Biochar modified water-retaining agent polyacrylamide reduced NO but not N2O emissions from Camellia oleifera plantation soil

Abstract

Camellia oleifera, an important woody oil crop, is primarily grown in the acidic laterite regions. As an economic plantation distributed in subtropical area where characterized by seasons with high temperature and low precipitation, ensuring adequate soil moisture is pivotal for achieving high and stable yields in C. oleifera plantation soil, which potentially impact soil gaseous nitrogen emissions associated with global climate change.
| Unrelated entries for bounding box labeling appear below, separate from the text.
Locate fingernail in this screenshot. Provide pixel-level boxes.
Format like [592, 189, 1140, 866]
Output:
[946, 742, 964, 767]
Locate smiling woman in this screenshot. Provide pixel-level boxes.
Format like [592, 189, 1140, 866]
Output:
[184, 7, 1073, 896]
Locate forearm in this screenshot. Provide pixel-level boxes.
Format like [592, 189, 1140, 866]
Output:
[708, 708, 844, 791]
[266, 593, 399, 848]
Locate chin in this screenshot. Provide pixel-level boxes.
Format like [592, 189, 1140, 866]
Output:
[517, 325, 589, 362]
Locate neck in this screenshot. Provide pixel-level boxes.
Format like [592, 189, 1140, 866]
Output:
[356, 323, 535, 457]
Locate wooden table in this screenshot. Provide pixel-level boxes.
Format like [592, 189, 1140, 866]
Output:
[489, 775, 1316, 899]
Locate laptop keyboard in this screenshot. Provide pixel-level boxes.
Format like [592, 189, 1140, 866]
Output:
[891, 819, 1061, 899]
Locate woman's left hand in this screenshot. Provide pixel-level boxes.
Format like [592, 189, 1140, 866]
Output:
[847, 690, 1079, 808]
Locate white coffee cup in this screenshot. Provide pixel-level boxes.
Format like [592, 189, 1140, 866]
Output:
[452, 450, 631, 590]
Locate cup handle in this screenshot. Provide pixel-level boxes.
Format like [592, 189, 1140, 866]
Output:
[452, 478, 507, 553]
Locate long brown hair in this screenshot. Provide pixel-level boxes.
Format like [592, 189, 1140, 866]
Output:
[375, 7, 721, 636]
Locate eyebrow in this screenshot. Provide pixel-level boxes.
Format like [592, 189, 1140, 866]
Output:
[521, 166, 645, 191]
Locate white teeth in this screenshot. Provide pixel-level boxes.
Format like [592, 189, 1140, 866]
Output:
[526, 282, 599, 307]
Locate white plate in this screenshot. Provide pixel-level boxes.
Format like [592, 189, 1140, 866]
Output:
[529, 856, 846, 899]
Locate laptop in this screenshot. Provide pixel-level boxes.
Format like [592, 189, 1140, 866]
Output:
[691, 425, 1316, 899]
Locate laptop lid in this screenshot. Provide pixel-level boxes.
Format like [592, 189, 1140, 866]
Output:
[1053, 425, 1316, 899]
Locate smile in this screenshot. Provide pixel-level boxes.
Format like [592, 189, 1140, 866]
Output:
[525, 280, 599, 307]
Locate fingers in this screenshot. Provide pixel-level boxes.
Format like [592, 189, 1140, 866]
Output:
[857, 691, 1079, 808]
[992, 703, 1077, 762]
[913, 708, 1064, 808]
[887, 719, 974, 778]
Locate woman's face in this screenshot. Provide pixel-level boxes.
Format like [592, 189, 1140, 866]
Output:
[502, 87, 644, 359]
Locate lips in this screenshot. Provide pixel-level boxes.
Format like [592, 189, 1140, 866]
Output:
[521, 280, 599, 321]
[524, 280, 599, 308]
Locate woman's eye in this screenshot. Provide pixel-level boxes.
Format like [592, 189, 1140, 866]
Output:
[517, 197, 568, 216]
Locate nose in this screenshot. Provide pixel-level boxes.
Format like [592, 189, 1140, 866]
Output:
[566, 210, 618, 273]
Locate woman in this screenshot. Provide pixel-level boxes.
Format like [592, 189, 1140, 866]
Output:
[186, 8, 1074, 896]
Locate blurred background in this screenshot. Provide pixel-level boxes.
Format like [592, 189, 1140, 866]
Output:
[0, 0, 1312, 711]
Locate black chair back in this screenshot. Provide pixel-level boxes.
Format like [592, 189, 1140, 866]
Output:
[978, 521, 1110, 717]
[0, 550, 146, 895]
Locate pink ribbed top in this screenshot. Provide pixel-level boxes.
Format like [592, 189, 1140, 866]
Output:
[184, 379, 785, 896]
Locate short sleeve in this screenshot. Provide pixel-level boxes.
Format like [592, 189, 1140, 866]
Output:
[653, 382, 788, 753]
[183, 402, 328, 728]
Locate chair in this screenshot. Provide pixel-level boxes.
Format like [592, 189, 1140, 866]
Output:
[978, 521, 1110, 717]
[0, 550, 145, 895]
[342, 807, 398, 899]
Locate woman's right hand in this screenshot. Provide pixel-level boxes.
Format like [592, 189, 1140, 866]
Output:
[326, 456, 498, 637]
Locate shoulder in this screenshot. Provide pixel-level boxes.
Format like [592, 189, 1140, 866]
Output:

However, few studies have been reported on the impact of modified water-retaining agents on soil nitrous oxide (N₂O) and nitric oxide (NO) emissions. This study aims to investigate the effects of water-retaining agent polyacrylamide (PAM) and C. oleifera fruit shell-derived biochar-modified PAM (MP) on soil water retention ability and the emissions of N₂O and NO from C. oleifera plantation soil. Specifically, the effects of PAM (0.4 ‰PAM, and 1 ‰PAM) and biochar-modified PAM (4 %MP, 10%MP) on the emissions of N₂O and NO, soil physicochemical properties, and the abundance of relevant microbial functional genes in C. oleifera plantation soil was examined. The results indicated that both PAM and biochar modified PAM significantly altered soil moisture, soil physicochemical properties, and the abundance of associated microbial functional genes. Soil NO emissions were reduced by 15.90 %, 18.54 %, 16.01 %, and 30.34 % by the application of 0.4‰, 1‰, 4 % ModiPAM, and 10 % ModiPAM, respectively. The application of the modified water-retaining agents increased soil moisture, reduced soil NO emissions by affecting the abundance of functional genes involved in nitrification and denitrification processes via increases in soil pH. The application of water-retaining agents, especially MP, offers a beneficial approach to soil moisture management and the regulation of greenhouse gas emissions. The optimal ratio and application methods of water-retaining agents should be explored by future studies to maximize benefits.